The R2 trillion warning for South Africa

 ·19 Aug 2020

The National Treasury has published its Medium -Term Expenditure Framework (MTEF) Technical Guidelines which aim to provide public institutions with guidance on how to prepare their medium-term budget estimates for the 2021 Budget.

The guidelines are primarily intended for national government departments and public institutions, and contribute to the budgeting process in provinces.

Treasury said that since 2008/09, there has been a large and growing gap between government spending and tax revenues, resulting in exponential growth in borrowing to fund the fiscal gap.

In response, government has taken steps to reduce non-interest spending growth and raise tax revenue.

“However, due to lower nominal GDP and revenue growth, these interventions have not stabilised debt. Debt-service costs continue to be the fastest growing area of spending, accounting for 21 cents out of every rand of government revenue raised in 2020/21.”

It added that over the last 12 years, the stock of government net loan debt rose six-fold from under R500 billion in 2007/08 to nearly R3 trillion at the end of 2019/20.

Treasury said that Covid-19 has further exacerbated the precariousness of the public finances, which had already reached an unsustainable position before the pandemic.

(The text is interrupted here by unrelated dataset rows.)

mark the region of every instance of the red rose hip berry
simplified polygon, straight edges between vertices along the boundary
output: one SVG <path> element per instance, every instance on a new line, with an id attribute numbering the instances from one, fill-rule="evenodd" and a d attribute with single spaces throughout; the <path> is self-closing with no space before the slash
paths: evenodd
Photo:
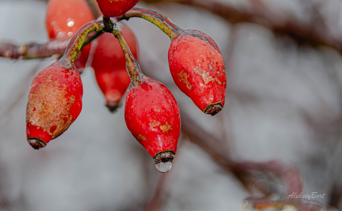
<path id="1" fill-rule="evenodd" d="M 199 31 L 184 30 L 169 49 L 170 71 L 176 84 L 203 112 L 214 115 L 224 105 L 227 86 L 221 52 Z"/>
<path id="2" fill-rule="evenodd" d="M 137 42 L 133 32 L 125 25 L 120 29 L 133 56 L 137 58 Z M 114 111 L 130 81 L 126 70 L 126 59 L 118 39 L 112 33 L 105 33 L 95 42 L 97 45 L 91 66 L 98 86 L 104 94 L 107 106 Z M 93 44 L 96 45 L 95 42 Z"/>
<path id="3" fill-rule="evenodd" d="M 170 90 L 144 76 L 126 94 L 125 121 L 133 136 L 153 157 L 157 169 L 168 171 L 181 131 L 179 108 Z"/>
<path id="4" fill-rule="evenodd" d="M 45 14 L 45 26 L 50 40 L 68 40 L 94 16 L 85 0 L 50 0 Z M 74 62 L 81 72 L 90 50 L 89 44 L 83 47 Z"/>
<path id="5" fill-rule="evenodd" d="M 134 6 L 139 0 L 96 0 L 98 7 L 106 18 L 122 15 Z"/>
<path id="6" fill-rule="evenodd" d="M 26 108 L 27 142 L 35 149 L 62 134 L 78 116 L 83 90 L 75 66 L 59 61 L 33 79 Z"/>

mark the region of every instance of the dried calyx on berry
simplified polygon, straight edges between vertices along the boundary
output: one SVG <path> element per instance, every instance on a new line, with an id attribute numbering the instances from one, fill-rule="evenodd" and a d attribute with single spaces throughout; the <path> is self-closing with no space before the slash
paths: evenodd
<path id="1" fill-rule="evenodd" d="M 157 169 L 169 171 L 181 131 L 179 108 L 171 92 L 144 76 L 139 84 L 130 84 L 124 112 L 128 129 L 153 157 Z"/>
<path id="2" fill-rule="evenodd" d="M 224 105 L 227 79 L 221 52 L 213 39 L 183 30 L 169 50 L 170 71 L 181 90 L 204 113 L 214 115 Z"/>
<path id="3" fill-rule="evenodd" d="M 96 0 L 103 16 L 106 18 L 122 15 L 134 6 L 139 0 Z"/>
<path id="4" fill-rule="evenodd" d="M 181 132 L 178 104 L 165 85 L 143 74 L 115 24 L 113 33 L 121 45 L 131 78 L 125 101 L 126 124 L 153 158 L 157 169 L 167 172 L 171 169 Z"/>
<path id="5" fill-rule="evenodd" d="M 135 36 L 131 29 L 122 25 L 120 29 L 134 57 L 138 47 Z M 105 33 L 94 41 L 95 46 L 91 66 L 96 80 L 104 95 L 106 105 L 115 111 L 126 92 L 130 80 L 126 70 L 126 60 L 118 39 L 111 33 Z"/>
<path id="6" fill-rule="evenodd" d="M 45 28 L 50 40 L 67 40 L 94 19 L 86 0 L 50 0 L 45 12 Z M 74 61 L 80 72 L 86 66 L 90 50 L 90 44 L 84 46 Z"/>
<path id="7" fill-rule="evenodd" d="M 83 93 L 80 74 L 67 61 L 57 61 L 34 77 L 26 114 L 27 142 L 32 147 L 44 147 L 74 122 L 81 111 Z"/>

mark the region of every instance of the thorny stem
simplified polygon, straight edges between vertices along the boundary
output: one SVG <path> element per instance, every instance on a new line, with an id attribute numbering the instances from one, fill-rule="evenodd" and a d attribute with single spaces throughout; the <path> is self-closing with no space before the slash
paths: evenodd
<path id="1" fill-rule="evenodd" d="M 129 10 L 119 20 L 128 20 L 133 17 L 141 18 L 153 24 L 171 40 L 175 38 L 177 33 L 182 30 L 165 15 L 152 10 L 137 8 L 133 8 Z"/>
<path id="2" fill-rule="evenodd" d="M 88 36 L 83 43 L 82 47 L 91 42 L 102 32 L 99 31 Z M 31 42 L 19 45 L 10 42 L 0 42 L 0 57 L 29 59 L 49 57 L 55 54 L 60 56 L 65 51 L 69 42 L 68 40 L 52 40 L 45 43 Z"/>
<path id="3" fill-rule="evenodd" d="M 126 68 L 131 78 L 131 81 L 134 86 L 141 83 L 141 81 L 144 74 L 141 72 L 139 64 L 134 58 L 128 47 L 126 41 L 122 37 L 122 33 L 120 31 L 116 24 L 113 23 L 113 31 L 112 33 L 118 38 L 121 48 L 126 58 Z"/>
<path id="4" fill-rule="evenodd" d="M 92 21 L 85 24 L 73 37 L 67 50 L 60 59 L 60 60 L 67 63 L 69 61 L 73 63 L 78 55 L 88 33 L 94 31 L 102 31 L 103 28 L 103 25 L 101 24 L 100 22 Z"/>
<path id="5" fill-rule="evenodd" d="M 242 202 L 242 206 L 247 209 L 264 210 L 269 208 L 285 208 L 289 210 L 311 210 L 312 211 L 337 211 L 333 207 L 308 200 L 294 202 L 288 200 L 272 200 L 267 199 L 247 199 Z"/>

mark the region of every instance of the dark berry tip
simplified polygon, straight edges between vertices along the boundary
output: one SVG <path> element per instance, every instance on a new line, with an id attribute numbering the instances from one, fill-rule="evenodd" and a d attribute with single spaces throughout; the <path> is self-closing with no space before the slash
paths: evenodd
<path id="1" fill-rule="evenodd" d="M 39 150 L 46 145 L 46 143 L 40 138 L 27 137 L 27 143 L 35 150 Z"/>
<path id="2" fill-rule="evenodd" d="M 207 114 L 210 114 L 212 116 L 215 116 L 217 113 L 220 112 L 223 106 L 222 105 L 221 101 L 209 103 L 206 107 L 206 108 L 203 110 L 203 112 Z"/>
<path id="3" fill-rule="evenodd" d="M 120 107 L 120 105 L 116 102 L 110 102 L 107 103 L 106 104 L 106 106 L 107 106 L 109 110 L 111 112 L 114 113 L 116 111 L 118 108 Z"/>
<path id="4" fill-rule="evenodd" d="M 158 152 L 153 157 L 157 169 L 162 173 L 166 173 L 171 169 L 174 152 L 171 150 Z"/>

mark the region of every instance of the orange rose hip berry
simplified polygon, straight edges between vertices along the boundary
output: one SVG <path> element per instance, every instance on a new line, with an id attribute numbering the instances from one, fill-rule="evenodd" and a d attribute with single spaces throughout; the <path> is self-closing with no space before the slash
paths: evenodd
<path id="1" fill-rule="evenodd" d="M 132 135 L 153 157 L 157 169 L 168 171 L 181 131 L 179 108 L 163 84 L 144 76 L 126 94 L 124 117 Z"/>

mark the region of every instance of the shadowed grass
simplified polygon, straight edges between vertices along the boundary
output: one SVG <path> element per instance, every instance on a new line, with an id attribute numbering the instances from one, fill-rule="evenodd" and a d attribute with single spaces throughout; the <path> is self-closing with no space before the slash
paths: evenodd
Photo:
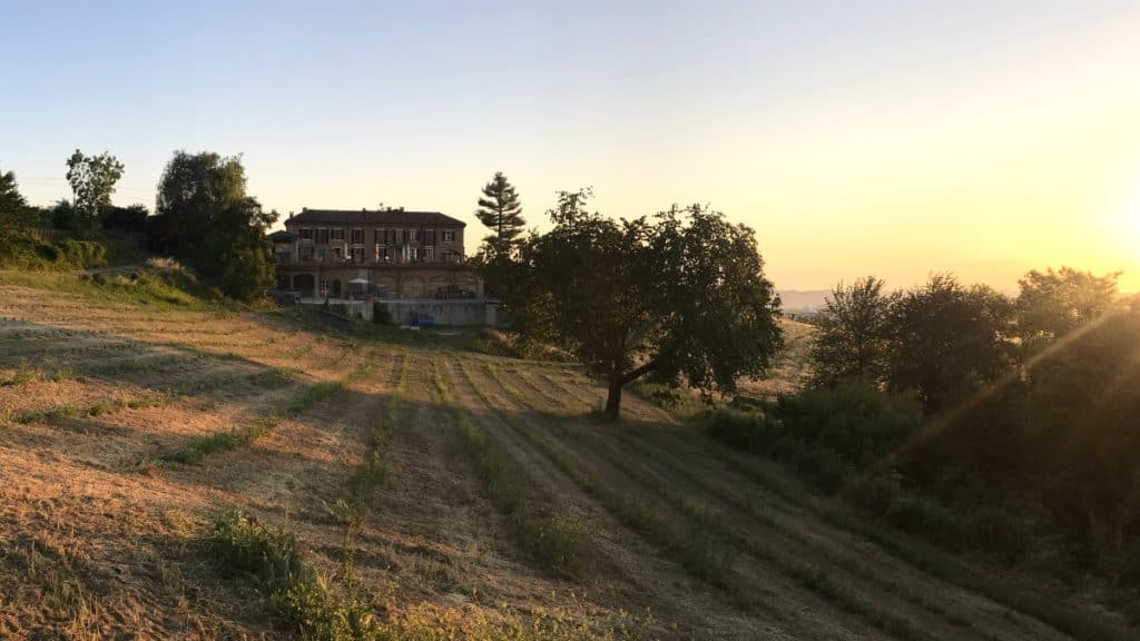
<path id="1" fill-rule="evenodd" d="M 579 573 L 587 553 L 584 525 L 572 514 L 549 509 L 553 497 L 539 494 L 522 466 L 455 403 L 434 363 L 431 368 L 435 391 L 458 425 L 491 502 L 508 517 L 520 542 L 547 569 Z"/>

All sectors have experienced a sharp downturn and millions of jobs are at risk,while government has had to deploy a range of fiscal and monetary measures to address the adverse effects of the pandemic, limit the economic damage, and support recovery.

A warning

Treasury said that South Africa’s current spending path implies that fiscal deficits will remain higher than 12% of GDP for the foreseeable future.

This is a key reason for South Africa losing its investment-grade credit rating by all ratings agencies, it said.

“Allowing fiscal buffers to weaken hampers South Africa’s policy response to shocks, including the current pandemic, and government has resolved that this should be rectified going forward.”

Such high deficits place enormous pressure on South Africa’s financial sector and the real economy, it said.

“With savings levels quite low, high government deficits will expose the country to higher borrowing risks, push interest rates upward and extract from growth through lower private sector investments.

“In the event of a debt default or fiscal crisis, the National Treasury has estimated that this would cost the country at least R2 trillion in lost economic activity by the end of the decade.”


Treasury said that gross tax revenue for the 2020/21 fiscal year has been revised down from R1.43 trillion to R1.12 trillion, which has created a R304.1 billion shortfall.

It said that the 2021 MTEF aims to achieve R230 billion in savings over the first two years, beginning with R90 billion reduction in overall non-interest spending in 2021/22.

The 2023/24 baseline will carry through these measures, with the aim of achieving a primary surplus and stabilising debt in that year, it said.

“If these reductions are not achieved, and fiscal consolidation is unsuccessful, government debt will exceed 100% of GDP in the medium-term.

“This will signal the emergence of debt distress episodes as a vicious cycle of high borrowing rates and low growth leading to ever deeper debt spirals, lower investment and lower economic output.”

Targeting sustainable public finances is also critical for maintaining policy flexibility and sovereignty, as harsher measures will be required by lenders of last resort, the group said.


Despite this bleak position, Treasury said that South Africa’s economy is resilient and can be rebuilt and stabilised.

“For the purposes of the medium-term, measures towards fiscal consolidation and debt stabilisation should be accompanied by a refocusing of spending from consumption to investment in strategic economic infrastructure,” it said.

“The National Treasury in collaboration with departments will be undertaking spending reviews to contribute to the fiscal consolidation process.”

In this regard, there should be no “holy cows” and no spending items will be automatically protected from possible downward adjustments, Treasury said.